On the evening of Feb. 27, 1933, the Von Essenbecks, a wealthy family of German industrialists, sit down to an evening of at-home entertainment. First, two golden-haired granddaughters sing a sweet song. Then the teenage grandson plays a piece of music on the cello. Finally, Martin (Helmut Berger), the young heir to the Von Essenbeck steel plant, dressed up like Marlene Dietrich in The Blue Angel like in boa, stockings, and full makeup, sings a bawdy song. Moments later, the performance is cut short. The Reichstag is burning. A new day for the Nazi party is at hand.
Thus, we are introduced to Von Essenbecks, the center of Luchino Visconti’s 1969 film The Damned (streaming now on the Criterion Channel as part of its tribute collection to British film star Dirk Bogarde) a portrait of a family so greedy, depraved and revolting that they make the Corleones look like the Waltons. And while the Reichstag fire may seem like the moment that sets the action in motion, we soon realize that the Von Essenbecks have aligned with the Third Reich, anxious to keep the family steel mill pumping out cannons and weapons one way or another. That night, Joachim, the elderly family patriarch, is murdered in his bed, and the fight for the head of the family business is on. The Von Essenbecks will find themselves clawing for power, trying to keep in step with ever-changing nascent Nazi Party and each other’s ruthless plotting.
“You must realize that today in Germany, anything can happen,” the unctuous and sinister Von Aschenbach (Helmut Griem), Nazi party up-and-comer and cousin to the Von Essenbecks, tells Frederick Bruchmann (Bogarde) at the film’s beginning. “Personal morals are dead. We are an elite society where anything is permissible. These are Hitler’s words.” Bruchmann and his lover Sophie Von Essenbeck (Ingrid Thulin) play a sort of Macbeth and Lady Macbeth, playing the family like chess pieces, only to be nightmarishly undermined by Sophie’s son Martin, a morally-bankrupt, preening, sniveling coward and pedophile.

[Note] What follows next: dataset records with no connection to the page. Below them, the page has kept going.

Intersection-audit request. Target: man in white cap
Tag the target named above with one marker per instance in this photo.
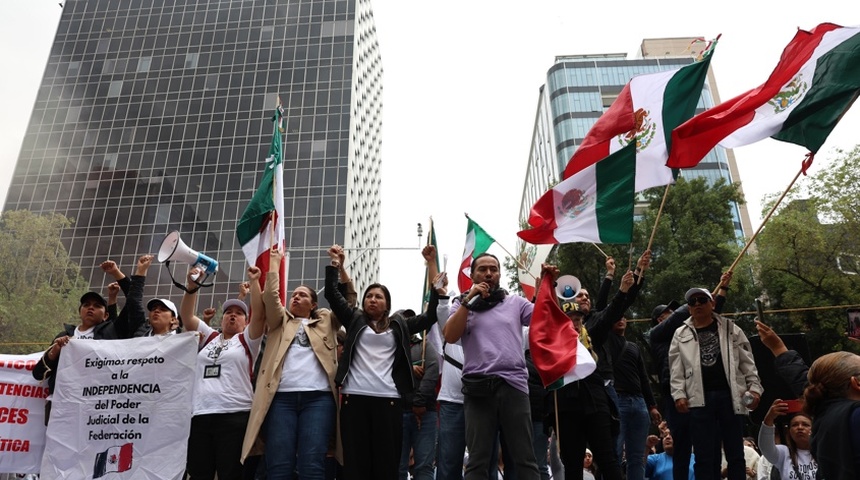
(713, 377)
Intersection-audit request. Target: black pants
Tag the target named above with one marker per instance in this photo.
(372, 437)
(215, 445)
(575, 430)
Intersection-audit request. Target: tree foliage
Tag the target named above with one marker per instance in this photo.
(693, 245)
(39, 284)
(801, 249)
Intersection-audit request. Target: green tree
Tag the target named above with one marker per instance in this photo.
(808, 254)
(39, 285)
(693, 245)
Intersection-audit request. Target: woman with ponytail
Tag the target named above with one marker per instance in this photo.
(295, 403)
(375, 373)
(832, 397)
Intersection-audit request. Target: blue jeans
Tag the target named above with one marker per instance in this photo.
(508, 410)
(635, 421)
(712, 424)
(422, 443)
(299, 426)
(452, 441)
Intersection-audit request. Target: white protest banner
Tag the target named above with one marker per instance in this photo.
(22, 414)
(121, 406)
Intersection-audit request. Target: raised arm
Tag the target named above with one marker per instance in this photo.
(190, 321)
(275, 310)
(338, 303)
(600, 324)
(605, 286)
(345, 285)
(258, 313)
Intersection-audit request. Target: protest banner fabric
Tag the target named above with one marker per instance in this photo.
(22, 403)
(122, 406)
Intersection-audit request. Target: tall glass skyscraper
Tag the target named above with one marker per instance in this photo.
(579, 88)
(155, 116)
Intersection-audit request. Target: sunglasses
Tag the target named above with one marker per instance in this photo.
(698, 301)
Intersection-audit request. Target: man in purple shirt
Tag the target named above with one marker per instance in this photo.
(488, 323)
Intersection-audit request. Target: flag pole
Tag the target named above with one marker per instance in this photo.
(807, 162)
(428, 284)
(599, 250)
(557, 432)
(654, 230)
(274, 177)
(514, 258)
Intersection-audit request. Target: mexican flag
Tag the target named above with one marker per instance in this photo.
(594, 205)
(814, 84)
(114, 459)
(477, 242)
(645, 112)
(262, 224)
(558, 355)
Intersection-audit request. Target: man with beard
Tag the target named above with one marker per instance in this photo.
(488, 323)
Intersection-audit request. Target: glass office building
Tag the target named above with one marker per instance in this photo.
(155, 116)
(579, 88)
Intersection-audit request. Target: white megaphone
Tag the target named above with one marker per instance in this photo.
(567, 286)
(173, 249)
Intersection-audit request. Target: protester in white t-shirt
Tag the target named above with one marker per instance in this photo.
(296, 413)
(794, 460)
(223, 381)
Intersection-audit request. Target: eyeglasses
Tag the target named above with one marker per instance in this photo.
(700, 300)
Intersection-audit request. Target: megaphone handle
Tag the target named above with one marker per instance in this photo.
(201, 284)
(181, 286)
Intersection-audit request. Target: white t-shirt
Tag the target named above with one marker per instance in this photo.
(231, 390)
(370, 372)
(779, 456)
(451, 388)
(302, 370)
(85, 334)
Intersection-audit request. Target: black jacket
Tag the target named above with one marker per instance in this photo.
(354, 321)
(116, 327)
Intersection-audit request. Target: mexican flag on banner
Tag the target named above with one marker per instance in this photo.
(559, 356)
(262, 224)
(815, 82)
(477, 242)
(594, 205)
(645, 112)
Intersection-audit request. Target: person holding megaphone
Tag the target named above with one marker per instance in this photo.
(223, 380)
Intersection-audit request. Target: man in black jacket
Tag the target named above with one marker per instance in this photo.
(96, 323)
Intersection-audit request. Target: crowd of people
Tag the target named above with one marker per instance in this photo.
(291, 390)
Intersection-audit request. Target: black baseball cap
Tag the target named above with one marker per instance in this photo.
(94, 296)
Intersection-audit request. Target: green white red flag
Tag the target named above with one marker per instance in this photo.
(815, 82)
(645, 112)
(594, 205)
(262, 223)
(559, 356)
(478, 241)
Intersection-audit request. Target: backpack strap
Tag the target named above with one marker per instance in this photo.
(212, 336)
(248, 354)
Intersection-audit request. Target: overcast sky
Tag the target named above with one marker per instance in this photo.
(460, 93)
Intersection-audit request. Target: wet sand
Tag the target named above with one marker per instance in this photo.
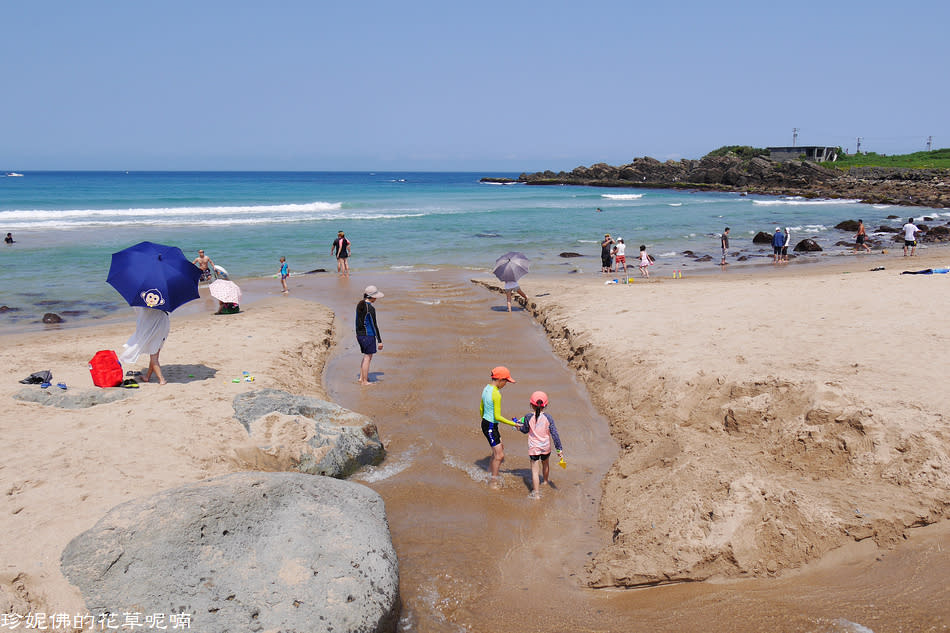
(471, 558)
(476, 559)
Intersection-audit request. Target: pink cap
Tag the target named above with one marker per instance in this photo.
(539, 399)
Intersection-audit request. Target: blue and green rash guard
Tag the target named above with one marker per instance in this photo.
(490, 406)
(366, 320)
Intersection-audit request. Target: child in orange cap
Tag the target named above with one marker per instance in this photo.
(540, 429)
(490, 410)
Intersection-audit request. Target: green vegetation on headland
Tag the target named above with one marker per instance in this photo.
(751, 170)
(937, 159)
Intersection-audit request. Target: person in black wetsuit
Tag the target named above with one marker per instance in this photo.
(367, 330)
(606, 260)
(341, 250)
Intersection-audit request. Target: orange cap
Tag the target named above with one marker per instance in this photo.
(501, 373)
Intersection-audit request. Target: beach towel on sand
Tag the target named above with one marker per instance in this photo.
(151, 329)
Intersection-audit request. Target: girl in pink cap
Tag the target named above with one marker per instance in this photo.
(540, 429)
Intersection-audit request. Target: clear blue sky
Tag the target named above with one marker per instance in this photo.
(485, 86)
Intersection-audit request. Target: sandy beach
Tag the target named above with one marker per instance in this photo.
(66, 468)
(777, 427)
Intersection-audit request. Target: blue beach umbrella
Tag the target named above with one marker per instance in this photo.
(154, 276)
(511, 266)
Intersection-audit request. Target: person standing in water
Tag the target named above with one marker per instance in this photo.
(540, 430)
(367, 330)
(205, 264)
(861, 239)
(341, 250)
(490, 410)
(284, 274)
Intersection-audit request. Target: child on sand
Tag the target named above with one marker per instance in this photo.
(645, 260)
(540, 429)
(284, 273)
(490, 410)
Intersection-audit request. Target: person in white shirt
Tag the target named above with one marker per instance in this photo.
(910, 237)
(620, 255)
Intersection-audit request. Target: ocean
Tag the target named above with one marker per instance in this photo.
(67, 225)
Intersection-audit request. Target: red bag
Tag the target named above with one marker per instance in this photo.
(105, 369)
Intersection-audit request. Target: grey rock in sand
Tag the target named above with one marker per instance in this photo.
(342, 441)
(55, 397)
(245, 552)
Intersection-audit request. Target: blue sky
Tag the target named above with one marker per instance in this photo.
(482, 86)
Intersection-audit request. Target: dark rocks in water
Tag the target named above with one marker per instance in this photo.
(807, 246)
(847, 225)
(250, 551)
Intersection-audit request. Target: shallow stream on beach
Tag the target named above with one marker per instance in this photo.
(476, 559)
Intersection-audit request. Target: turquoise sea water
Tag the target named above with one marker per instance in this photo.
(67, 224)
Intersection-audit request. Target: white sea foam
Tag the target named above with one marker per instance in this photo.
(622, 196)
(390, 467)
(22, 219)
(798, 200)
(196, 212)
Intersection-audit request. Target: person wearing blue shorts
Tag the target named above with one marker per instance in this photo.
(490, 410)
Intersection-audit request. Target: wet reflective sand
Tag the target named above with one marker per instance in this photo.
(476, 559)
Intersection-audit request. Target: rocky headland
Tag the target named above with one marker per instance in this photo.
(761, 175)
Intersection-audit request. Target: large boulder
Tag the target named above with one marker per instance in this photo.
(245, 552)
(847, 225)
(72, 399)
(807, 246)
(307, 434)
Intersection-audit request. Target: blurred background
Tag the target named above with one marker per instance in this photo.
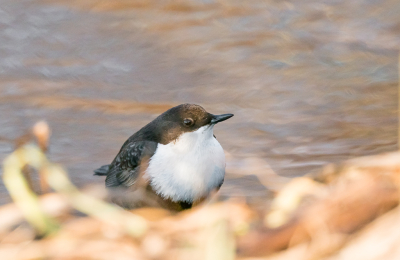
(310, 82)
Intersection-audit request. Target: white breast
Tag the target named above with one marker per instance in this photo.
(189, 168)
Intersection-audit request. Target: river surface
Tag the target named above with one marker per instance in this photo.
(310, 82)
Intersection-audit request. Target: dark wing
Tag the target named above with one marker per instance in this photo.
(125, 168)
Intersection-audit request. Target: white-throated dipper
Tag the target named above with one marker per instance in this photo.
(173, 162)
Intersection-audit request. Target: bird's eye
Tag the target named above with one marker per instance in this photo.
(188, 122)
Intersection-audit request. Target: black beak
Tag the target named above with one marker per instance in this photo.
(219, 118)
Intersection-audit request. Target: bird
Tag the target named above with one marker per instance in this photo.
(174, 162)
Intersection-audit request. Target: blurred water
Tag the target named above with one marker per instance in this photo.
(309, 82)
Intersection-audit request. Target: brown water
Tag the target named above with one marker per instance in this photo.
(309, 82)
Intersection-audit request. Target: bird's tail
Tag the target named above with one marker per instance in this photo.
(102, 171)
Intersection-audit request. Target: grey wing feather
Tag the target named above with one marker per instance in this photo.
(103, 170)
(125, 168)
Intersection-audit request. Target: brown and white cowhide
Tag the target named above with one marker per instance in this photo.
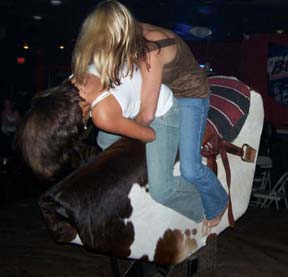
(105, 205)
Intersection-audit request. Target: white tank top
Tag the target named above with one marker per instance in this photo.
(128, 95)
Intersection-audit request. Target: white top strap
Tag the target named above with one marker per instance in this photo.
(98, 99)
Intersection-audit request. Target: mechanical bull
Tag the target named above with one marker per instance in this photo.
(105, 204)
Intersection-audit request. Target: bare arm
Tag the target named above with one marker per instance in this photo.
(152, 77)
(150, 88)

It helps to have a bit of knowledge of pre-wartime Germany to put The Damned into historical context. The Von Essenbecks have knowledge that the Reichstag will burn and take part in a false flag operation to blame the Communists. Later they will stand idly by while books are burned, and members of their own family are arrested and sent to Dachau for political dissention. Bruchmann personally knocks off another scheming relative on the Night of the Long Knives in 1934, shown here as a gangland style execution of members of the SA, the Nazi’s original paramilitary wing, at the hands of the rising SS.

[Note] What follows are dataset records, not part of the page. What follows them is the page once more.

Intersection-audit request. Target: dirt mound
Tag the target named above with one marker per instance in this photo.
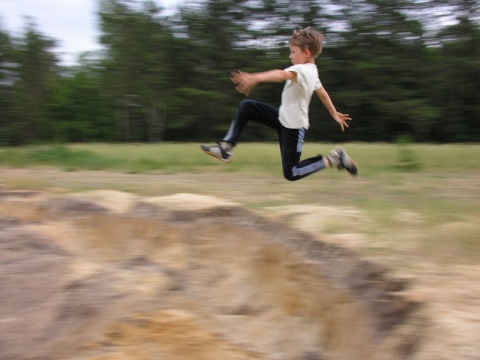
(108, 275)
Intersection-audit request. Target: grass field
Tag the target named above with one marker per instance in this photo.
(419, 199)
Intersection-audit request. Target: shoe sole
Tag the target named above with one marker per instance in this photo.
(351, 160)
(229, 160)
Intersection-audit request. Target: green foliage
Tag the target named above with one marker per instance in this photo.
(390, 64)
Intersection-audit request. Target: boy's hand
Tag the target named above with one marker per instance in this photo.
(244, 82)
(341, 119)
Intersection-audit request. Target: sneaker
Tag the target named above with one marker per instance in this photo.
(338, 157)
(218, 152)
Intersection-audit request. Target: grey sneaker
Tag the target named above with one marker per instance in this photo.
(218, 152)
(338, 157)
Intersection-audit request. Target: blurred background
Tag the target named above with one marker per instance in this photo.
(408, 68)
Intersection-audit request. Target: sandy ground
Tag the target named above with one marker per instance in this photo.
(213, 293)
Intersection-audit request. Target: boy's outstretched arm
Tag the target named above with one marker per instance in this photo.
(244, 82)
(340, 118)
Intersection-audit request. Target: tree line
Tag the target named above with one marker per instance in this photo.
(408, 68)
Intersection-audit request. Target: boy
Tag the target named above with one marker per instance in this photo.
(291, 119)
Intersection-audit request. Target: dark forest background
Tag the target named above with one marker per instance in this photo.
(401, 69)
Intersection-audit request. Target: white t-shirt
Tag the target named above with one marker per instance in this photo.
(297, 94)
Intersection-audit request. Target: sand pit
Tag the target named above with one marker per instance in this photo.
(109, 275)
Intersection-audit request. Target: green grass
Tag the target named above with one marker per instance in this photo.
(424, 194)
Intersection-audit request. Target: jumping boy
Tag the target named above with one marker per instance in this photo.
(290, 120)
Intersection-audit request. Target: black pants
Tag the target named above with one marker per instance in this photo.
(290, 140)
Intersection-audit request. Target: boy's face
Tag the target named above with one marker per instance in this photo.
(297, 56)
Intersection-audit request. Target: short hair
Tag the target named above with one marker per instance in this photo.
(307, 38)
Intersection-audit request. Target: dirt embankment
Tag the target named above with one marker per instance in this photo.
(108, 275)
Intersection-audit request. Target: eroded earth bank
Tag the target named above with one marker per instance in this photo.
(109, 275)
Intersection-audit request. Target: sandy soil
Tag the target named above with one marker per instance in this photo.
(112, 275)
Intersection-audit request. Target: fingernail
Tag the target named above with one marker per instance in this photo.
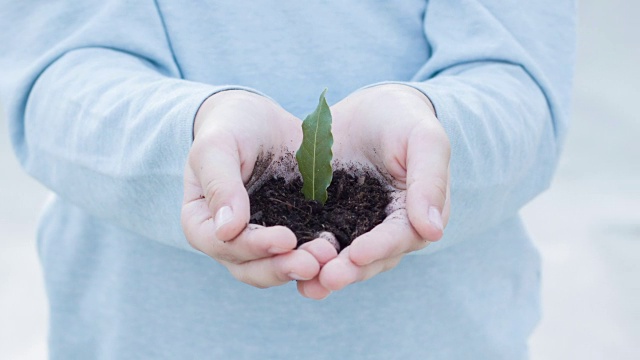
(223, 216)
(295, 276)
(435, 218)
(277, 250)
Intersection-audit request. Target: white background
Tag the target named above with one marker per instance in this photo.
(587, 226)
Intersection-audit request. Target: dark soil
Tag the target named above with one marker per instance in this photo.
(355, 206)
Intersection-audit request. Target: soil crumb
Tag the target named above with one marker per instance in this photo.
(356, 204)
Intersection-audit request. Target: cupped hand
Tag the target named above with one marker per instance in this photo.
(393, 129)
(232, 130)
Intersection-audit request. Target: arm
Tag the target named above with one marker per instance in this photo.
(499, 78)
(100, 114)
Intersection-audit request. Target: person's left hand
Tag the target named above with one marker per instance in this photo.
(391, 128)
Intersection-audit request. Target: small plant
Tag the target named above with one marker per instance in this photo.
(339, 206)
(314, 155)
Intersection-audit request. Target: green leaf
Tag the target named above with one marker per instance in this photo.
(314, 155)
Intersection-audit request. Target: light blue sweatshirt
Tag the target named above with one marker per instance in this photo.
(101, 97)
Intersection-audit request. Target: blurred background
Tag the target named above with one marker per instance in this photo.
(587, 226)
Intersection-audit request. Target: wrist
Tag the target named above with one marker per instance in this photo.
(227, 98)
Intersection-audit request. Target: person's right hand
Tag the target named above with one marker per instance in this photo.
(231, 131)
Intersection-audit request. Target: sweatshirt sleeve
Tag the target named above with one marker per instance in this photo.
(499, 77)
(98, 111)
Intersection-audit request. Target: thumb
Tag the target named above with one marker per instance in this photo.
(428, 155)
(217, 166)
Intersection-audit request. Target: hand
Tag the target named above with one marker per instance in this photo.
(231, 131)
(391, 128)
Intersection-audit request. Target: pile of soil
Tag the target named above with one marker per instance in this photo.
(355, 206)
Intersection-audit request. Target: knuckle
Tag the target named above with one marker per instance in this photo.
(242, 274)
(223, 251)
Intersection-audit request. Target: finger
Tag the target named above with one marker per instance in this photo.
(341, 271)
(312, 289)
(217, 166)
(254, 242)
(394, 236)
(321, 249)
(428, 154)
(276, 270)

Martin is a representation of all that is vile, putrid, and self-serving about those who cozied up Hitler for personal gain. Concerned only for his own-well being, lust for children, and his volcanic love and hate for his mother, Martin feels nothing for others, only his own superiority and desire to be the one Von Essenbeck to rule them all. He emerges as the victor despite molesting and causing the death of a Jewish child (hardly a crime in 1934), raping his mother, and turning over the precious Von Essenbeck steel plant to the Nazis.
There are no heroes in The Damned. Even Herbert Von Essenbeck, who seals his fate at the film’s start by cursing his family’s selfishness, bemoans that he is protesting too late, that he, by doing nothing, is as much to blame for the country’s sickened state.

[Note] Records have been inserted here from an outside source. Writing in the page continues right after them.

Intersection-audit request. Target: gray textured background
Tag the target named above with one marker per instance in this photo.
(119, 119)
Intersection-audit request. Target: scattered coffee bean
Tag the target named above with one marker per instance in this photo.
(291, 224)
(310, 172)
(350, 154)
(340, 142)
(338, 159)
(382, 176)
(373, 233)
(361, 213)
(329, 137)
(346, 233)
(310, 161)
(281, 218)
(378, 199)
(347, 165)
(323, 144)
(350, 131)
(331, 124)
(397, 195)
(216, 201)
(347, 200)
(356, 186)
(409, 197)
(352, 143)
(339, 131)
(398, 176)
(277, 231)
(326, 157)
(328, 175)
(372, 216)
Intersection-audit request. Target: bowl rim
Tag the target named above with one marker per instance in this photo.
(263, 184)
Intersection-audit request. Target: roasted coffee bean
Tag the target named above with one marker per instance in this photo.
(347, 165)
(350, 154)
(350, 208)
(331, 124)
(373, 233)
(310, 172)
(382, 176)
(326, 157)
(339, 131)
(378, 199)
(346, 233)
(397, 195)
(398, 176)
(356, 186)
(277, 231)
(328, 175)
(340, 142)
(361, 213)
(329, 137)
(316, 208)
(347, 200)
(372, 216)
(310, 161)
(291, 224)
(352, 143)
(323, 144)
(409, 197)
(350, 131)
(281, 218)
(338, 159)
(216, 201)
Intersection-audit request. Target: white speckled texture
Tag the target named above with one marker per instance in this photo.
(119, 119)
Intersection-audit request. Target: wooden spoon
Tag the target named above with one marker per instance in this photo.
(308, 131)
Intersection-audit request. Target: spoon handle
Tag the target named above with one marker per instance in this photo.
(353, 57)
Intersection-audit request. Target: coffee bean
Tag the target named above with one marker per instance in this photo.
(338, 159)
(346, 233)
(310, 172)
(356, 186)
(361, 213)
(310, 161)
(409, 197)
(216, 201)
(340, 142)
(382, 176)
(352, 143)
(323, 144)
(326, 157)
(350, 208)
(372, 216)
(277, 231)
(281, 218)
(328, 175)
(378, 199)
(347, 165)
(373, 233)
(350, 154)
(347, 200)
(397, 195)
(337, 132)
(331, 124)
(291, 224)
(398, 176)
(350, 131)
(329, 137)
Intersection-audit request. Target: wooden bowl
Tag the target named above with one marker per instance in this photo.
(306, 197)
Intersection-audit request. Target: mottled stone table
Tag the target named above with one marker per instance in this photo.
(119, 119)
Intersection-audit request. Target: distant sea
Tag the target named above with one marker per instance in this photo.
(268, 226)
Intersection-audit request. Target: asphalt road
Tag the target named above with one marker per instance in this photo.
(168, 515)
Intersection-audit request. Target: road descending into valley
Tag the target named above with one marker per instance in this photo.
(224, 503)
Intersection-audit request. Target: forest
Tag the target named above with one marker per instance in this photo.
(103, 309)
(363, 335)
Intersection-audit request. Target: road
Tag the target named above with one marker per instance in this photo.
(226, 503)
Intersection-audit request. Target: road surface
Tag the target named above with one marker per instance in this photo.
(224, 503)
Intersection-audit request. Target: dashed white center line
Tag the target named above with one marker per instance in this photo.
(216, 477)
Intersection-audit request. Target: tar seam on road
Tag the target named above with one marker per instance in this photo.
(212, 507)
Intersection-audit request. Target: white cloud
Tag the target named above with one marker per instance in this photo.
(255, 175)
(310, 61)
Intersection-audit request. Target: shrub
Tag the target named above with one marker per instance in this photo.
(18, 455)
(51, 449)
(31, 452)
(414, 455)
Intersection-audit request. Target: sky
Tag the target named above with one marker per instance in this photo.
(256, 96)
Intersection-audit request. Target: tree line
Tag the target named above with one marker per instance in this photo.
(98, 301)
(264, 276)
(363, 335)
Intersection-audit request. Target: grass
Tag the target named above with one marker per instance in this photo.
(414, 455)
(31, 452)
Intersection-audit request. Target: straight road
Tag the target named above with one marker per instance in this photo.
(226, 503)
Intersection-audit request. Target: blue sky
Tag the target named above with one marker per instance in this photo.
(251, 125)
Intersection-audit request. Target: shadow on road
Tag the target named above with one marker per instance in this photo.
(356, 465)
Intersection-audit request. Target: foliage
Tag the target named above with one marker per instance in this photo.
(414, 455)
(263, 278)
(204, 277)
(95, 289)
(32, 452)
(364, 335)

The Damned is a beautiful film that is deeply hard to watch. The Von Essenbecks are possibly the worst family ever portrayed on screen (or otherwise); their depravity and hunger for power have no bounds, and yet are undermined and out-plotted by the monstrous Martin and the aforementioned Nazi cousin Von Aschenbach. Typical Visconti, there are scenes in The Damned that are staged like sumptuous theater (although at times, of the Grand Guignol style). The film rubs our faces in every kind of violence and orgiastic drunken sexual debasement (there is a literal orgy), reveling in the lack of law and order, and culling of those with a shred of conscience.
It’s interesting to examine The Damned as a companion piece to Bob Fosse’s 1972 musical film Cabaret, which concludes in the early 1930s, just as the horror of Visconti’s historical film begins. The days of clueless avoidance and slow realization of what’s coming at the sunset of Weimar Germany are at an end. In Visconti’s Germany, there is no tragically chipper Liza Minelli as Sally Bowles or dreamy Michael York as Brian Roberts.
The Damned is a fascinating historical horror film that mixes glamour and grotesque in a way that both mesmerizes and nauseates. The villainy and characterizations are almost campy in their sweaty, full-throated embrace of all that is morally void. It’s Italian opera meets giallo. The tragedy isn’t that the characters die at each other’s hands – it’s that such execrable people lived at all.